Aristides D. answered 09/11/20
La excelencia es lo primero
Increase in imports, Increase in exports and European aid
After Argentina became emancipated from Spain in 1810, the control of commercial activity by a small group of Spanish merchants came to an end. The First Junta, the first national government established after the Revolution of May 1810, oscillated between open-ended and protectionist policies. The First Triumvirate (1811-1812), influenced by Bernardino Rivadavia, promoted unrestricted trade with Great Britain. The Second Triumvirate (1812-1814) and José Artigas —who controlled the Federal League during the 1815-1820 period— sought to restore the initial protectionist policy, plus the Supreme Director reinstated free trade again. Therefore, the Rio de la Plata economy became one of the most open economies in the world.
Each province issued its money, which had a different value from one another; and it could even vary between cities in the same province. Export-related activities enjoyed a certain degree of prosperity, as happened in Tucumán, where clothes were manufactured, and in Córdoba and on the coast, where breeding cattle were practiced in order to supply the requirements of the mines of Upper Peru. .
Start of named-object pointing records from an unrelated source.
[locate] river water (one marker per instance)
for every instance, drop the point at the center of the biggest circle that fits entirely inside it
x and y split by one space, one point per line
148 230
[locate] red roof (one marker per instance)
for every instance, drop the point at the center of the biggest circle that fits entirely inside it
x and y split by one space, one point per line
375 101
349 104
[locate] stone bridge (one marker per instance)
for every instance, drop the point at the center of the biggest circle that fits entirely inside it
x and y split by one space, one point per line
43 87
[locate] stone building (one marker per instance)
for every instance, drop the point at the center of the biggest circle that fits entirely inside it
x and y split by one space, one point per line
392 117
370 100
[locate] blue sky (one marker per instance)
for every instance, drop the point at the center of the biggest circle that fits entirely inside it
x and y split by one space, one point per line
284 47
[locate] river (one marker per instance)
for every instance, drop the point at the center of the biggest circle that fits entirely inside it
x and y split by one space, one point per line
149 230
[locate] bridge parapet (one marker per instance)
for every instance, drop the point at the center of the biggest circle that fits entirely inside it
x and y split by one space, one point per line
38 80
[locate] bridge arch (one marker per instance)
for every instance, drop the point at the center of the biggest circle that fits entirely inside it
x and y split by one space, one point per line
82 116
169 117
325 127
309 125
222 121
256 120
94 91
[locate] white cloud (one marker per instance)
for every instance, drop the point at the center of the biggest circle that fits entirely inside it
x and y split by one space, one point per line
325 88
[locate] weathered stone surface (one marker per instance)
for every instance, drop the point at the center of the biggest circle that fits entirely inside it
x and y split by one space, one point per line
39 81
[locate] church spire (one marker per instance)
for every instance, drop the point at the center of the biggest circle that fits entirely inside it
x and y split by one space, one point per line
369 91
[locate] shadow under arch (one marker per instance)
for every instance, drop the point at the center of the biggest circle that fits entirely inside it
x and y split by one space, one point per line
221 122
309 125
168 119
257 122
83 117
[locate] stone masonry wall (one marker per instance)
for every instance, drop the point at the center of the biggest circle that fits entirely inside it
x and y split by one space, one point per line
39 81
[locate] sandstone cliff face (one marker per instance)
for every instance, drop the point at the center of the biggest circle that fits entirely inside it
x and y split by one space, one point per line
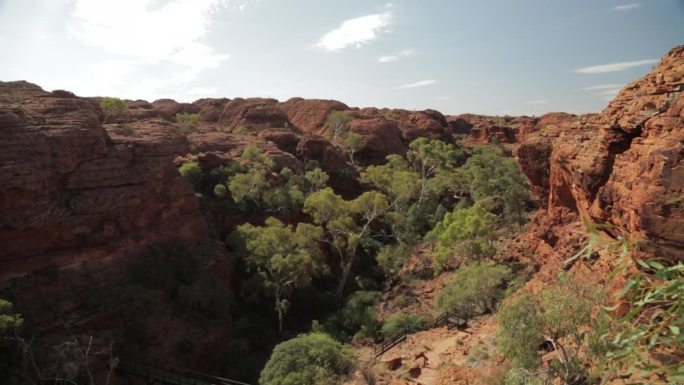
624 166
72 191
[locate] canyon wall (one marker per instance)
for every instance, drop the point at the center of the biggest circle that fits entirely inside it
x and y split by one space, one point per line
622 167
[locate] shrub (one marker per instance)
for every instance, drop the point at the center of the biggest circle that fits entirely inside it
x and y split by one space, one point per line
13 356
563 315
193 173
650 336
187 118
468 231
392 257
356 319
474 289
407 322
495 181
113 107
390 115
337 123
309 359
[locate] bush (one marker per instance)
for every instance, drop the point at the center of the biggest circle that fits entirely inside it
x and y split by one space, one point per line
474 289
652 331
564 315
391 258
113 107
309 359
468 231
409 323
187 118
13 357
337 123
356 319
193 173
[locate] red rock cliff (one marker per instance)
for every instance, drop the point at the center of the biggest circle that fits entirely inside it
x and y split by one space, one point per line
623 166
71 191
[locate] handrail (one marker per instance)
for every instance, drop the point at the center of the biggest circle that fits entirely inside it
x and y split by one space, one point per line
399 336
172 375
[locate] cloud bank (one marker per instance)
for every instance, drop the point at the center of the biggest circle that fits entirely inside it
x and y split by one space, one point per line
626 7
421 83
614 67
355 32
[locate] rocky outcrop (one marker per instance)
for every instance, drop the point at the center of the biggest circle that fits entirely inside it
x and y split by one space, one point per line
309 115
623 166
488 129
381 137
72 191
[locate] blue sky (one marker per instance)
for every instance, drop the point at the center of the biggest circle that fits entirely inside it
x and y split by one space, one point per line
485 56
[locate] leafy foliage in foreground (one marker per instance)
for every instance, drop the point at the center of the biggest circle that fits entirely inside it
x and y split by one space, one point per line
648 339
565 316
309 359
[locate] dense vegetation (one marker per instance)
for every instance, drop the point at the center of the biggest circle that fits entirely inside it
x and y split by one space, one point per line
313 358
323 257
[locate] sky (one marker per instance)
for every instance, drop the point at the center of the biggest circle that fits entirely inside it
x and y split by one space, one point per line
496 57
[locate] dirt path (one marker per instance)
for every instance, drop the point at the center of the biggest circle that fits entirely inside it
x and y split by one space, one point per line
431 357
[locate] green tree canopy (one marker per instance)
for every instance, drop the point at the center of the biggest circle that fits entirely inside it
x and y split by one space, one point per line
474 289
356 319
495 180
286 258
309 359
113 107
346 223
468 231
563 315
192 172
337 124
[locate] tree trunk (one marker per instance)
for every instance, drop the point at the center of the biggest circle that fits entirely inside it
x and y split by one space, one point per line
343 281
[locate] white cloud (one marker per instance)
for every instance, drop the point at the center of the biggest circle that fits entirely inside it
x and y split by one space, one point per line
602 87
407 52
614 67
391 58
387 59
421 83
146 35
626 7
355 32
203 90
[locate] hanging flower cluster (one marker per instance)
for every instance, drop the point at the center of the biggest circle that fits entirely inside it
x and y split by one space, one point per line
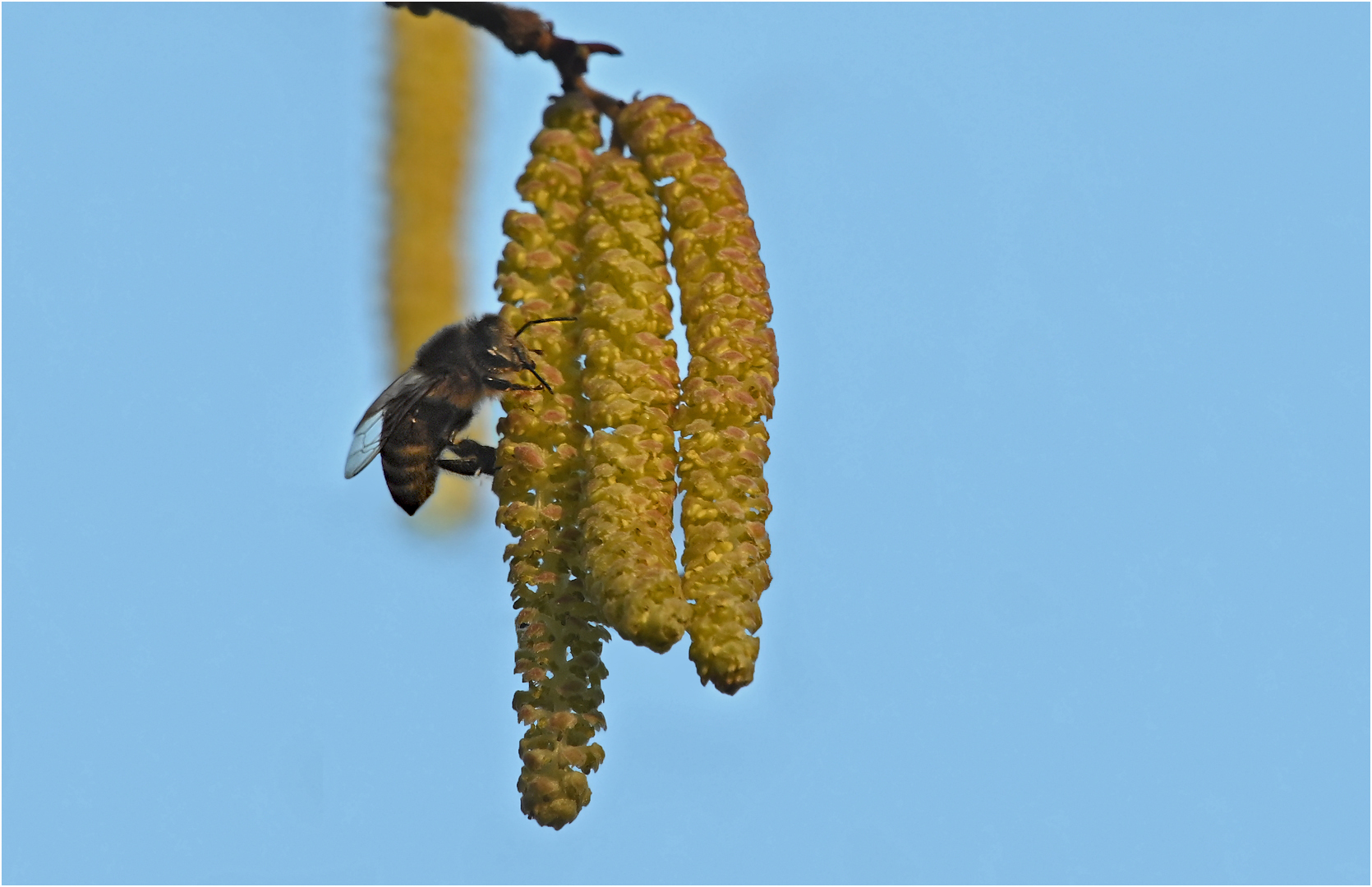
589 464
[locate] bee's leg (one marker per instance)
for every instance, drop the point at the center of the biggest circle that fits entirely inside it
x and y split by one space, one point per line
468 458
500 384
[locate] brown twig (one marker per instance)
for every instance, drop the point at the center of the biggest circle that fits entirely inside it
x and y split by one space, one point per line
524 30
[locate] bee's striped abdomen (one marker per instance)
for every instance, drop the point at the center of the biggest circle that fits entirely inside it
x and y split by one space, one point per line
407 458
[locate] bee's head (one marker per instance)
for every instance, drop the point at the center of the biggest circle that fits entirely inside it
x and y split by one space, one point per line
501 348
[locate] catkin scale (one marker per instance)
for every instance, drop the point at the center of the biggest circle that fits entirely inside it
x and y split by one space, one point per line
632 381
540 476
729 387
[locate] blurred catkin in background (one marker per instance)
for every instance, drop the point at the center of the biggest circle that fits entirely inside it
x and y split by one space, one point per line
431 112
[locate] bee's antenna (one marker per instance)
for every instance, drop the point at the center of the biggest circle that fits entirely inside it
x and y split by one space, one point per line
540 377
546 319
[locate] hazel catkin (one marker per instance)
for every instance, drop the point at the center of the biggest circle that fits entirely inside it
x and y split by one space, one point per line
540 476
633 387
727 391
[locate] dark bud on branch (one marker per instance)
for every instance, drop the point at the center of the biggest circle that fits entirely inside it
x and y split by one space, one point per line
523 30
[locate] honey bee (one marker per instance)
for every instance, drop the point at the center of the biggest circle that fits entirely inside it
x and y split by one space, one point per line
415 421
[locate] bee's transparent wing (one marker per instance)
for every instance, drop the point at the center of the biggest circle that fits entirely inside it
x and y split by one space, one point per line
399 398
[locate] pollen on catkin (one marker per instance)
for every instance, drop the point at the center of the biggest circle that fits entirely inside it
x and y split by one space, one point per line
540 476
633 387
727 391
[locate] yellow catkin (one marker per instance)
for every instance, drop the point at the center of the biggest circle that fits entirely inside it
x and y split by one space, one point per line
729 385
633 387
538 481
431 132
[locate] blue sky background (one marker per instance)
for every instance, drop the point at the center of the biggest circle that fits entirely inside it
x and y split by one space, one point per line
1070 458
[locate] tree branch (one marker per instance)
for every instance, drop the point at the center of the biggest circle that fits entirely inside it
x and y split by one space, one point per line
524 30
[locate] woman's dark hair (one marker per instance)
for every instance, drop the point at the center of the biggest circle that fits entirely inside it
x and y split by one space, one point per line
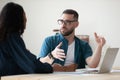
11 20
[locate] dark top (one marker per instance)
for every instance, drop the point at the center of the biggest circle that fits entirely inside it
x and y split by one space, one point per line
16 59
82 49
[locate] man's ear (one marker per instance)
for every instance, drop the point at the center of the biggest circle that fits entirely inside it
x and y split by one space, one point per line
77 23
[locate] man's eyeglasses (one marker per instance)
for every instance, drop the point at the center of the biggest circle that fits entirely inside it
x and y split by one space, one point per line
66 22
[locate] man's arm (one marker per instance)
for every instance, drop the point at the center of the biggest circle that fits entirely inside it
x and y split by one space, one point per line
94 60
56 53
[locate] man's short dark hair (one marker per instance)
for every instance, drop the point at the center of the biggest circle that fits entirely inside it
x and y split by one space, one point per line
71 11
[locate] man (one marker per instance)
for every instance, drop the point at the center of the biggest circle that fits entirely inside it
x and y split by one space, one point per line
66 49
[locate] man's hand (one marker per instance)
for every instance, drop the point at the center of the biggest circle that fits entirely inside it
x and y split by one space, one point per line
58 53
100 40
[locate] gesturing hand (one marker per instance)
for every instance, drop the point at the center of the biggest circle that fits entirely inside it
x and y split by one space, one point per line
58 53
100 40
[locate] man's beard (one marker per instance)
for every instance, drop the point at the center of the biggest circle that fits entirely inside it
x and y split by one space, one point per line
67 33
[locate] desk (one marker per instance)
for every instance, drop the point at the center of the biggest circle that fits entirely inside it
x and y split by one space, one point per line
53 76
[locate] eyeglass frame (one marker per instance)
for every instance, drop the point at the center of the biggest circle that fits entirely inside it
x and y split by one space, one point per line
66 22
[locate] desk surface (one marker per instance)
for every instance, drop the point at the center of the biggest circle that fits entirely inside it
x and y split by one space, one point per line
54 76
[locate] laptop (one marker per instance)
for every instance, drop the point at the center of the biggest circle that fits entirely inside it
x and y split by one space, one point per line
106 64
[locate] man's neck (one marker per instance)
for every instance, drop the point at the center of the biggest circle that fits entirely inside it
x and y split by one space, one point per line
70 38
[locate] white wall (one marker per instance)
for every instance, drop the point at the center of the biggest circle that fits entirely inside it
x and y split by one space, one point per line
101 16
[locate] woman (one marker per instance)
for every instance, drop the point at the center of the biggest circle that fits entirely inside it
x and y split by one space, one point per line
14 57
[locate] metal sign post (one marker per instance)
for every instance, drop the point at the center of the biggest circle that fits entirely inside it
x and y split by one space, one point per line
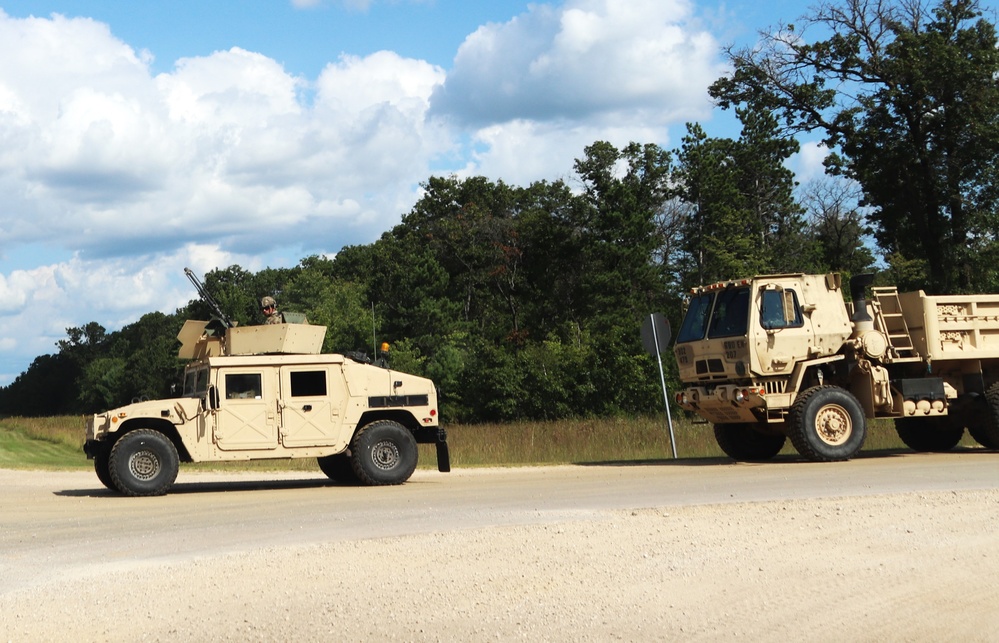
655 339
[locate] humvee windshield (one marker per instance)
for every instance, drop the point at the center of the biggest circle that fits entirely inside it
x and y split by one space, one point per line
728 317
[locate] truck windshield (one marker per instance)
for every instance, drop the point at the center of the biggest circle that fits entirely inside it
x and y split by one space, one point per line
695 322
731 314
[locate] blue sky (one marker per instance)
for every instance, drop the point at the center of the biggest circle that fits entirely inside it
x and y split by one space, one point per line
137 138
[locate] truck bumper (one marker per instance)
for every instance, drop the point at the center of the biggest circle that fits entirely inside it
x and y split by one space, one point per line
725 403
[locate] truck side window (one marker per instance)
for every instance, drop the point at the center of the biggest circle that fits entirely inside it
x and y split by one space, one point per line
731 314
695 322
308 383
242 386
780 309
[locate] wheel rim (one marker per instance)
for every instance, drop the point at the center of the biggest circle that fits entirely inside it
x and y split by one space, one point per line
144 465
385 455
833 424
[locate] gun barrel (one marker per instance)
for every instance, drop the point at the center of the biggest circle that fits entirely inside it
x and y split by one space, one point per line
207 298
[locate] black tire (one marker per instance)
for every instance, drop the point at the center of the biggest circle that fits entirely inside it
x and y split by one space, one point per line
986 429
743 442
144 463
826 424
929 435
102 467
383 453
338 467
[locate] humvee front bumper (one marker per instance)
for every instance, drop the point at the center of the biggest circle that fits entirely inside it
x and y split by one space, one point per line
438 436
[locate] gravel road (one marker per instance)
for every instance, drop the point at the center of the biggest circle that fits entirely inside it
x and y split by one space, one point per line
875 549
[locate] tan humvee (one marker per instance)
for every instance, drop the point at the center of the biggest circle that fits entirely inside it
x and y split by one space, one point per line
784 356
265 392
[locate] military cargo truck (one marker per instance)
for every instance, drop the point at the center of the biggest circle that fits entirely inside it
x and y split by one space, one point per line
266 392
784 356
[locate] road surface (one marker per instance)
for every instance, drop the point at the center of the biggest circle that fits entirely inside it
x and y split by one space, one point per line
878 548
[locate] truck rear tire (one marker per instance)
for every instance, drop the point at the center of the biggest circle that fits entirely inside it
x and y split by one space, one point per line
338 467
144 462
384 453
744 443
986 432
826 424
929 435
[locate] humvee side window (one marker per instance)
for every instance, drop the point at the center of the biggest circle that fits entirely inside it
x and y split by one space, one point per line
201 384
242 386
780 309
308 383
196 381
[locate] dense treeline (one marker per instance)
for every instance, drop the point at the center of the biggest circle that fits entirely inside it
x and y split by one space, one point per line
525 302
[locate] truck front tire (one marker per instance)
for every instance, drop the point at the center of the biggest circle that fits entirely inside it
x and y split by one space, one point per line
827 423
384 453
744 443
144 462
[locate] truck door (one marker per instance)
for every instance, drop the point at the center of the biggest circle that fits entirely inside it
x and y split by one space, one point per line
245 418
778 326
311 404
British influence in national politics increased. It was based on five main axes: totally free trade without any protectionist measures against British imports; finance with a central bank run by British investors; absolute control of the port of Buenos Aires as the only source of income for the country; British exploitation of natural resources and the consolidation of the Unitary Party with its center in Buenos Aires.
Gold exports, allowed by free trade policies, quickly depleted national reserves. This represented a big problem, since gold was the medium of exchange for the local economy. Rivadavia sought to solve this problem by establishing the "Discount Bank", a central bank authorized to print paper money. Despite the role it played, this bank was turned over to British private investors. In the middle of the 1820s, Manuel José García, Bernardino Rivadavia's Minister of Finance, asked for a loan of 2.8 million pounds sterling. Finally, only about 0.57 million pounds sterling reached Buenos Aires, mostly in bills of exchange. None of the planned works was carried out with that money. The loan would be paid off eighty years later. The cancellation of the £ 2.8 million loan amounted to £ 23.7 million (or almost 8 times more). In the 1820s, the paper peso began to devalue rapidly with respect to the strong peso, which was directly tied to the price of gold.
John Murray Forbes's report to John Quincy Adams, —the sixth president of the United States— in 1824, mentioned that Great Britain had a great influence on the country's economic policies: the government in Buenos Aires was so eager to be in good terms with Great Britain that most of its official institutions (such as the bank) were under the control of Great Britain, and that Great Britain did in fact exercise control over the Argentine economy similar to that it had over its own colonies, without this situation will demand financial, civil and military costs. The lack of an Argentine merchant fleet gave Great Britain control of maritime trade. Forbes' testimony must be appreciated from the perspective of the rivalry that at that time faced the American and British commercial interests, resulting in a natural partiality and "jealousy and even antipathy" towards the English in the Río de la Plata.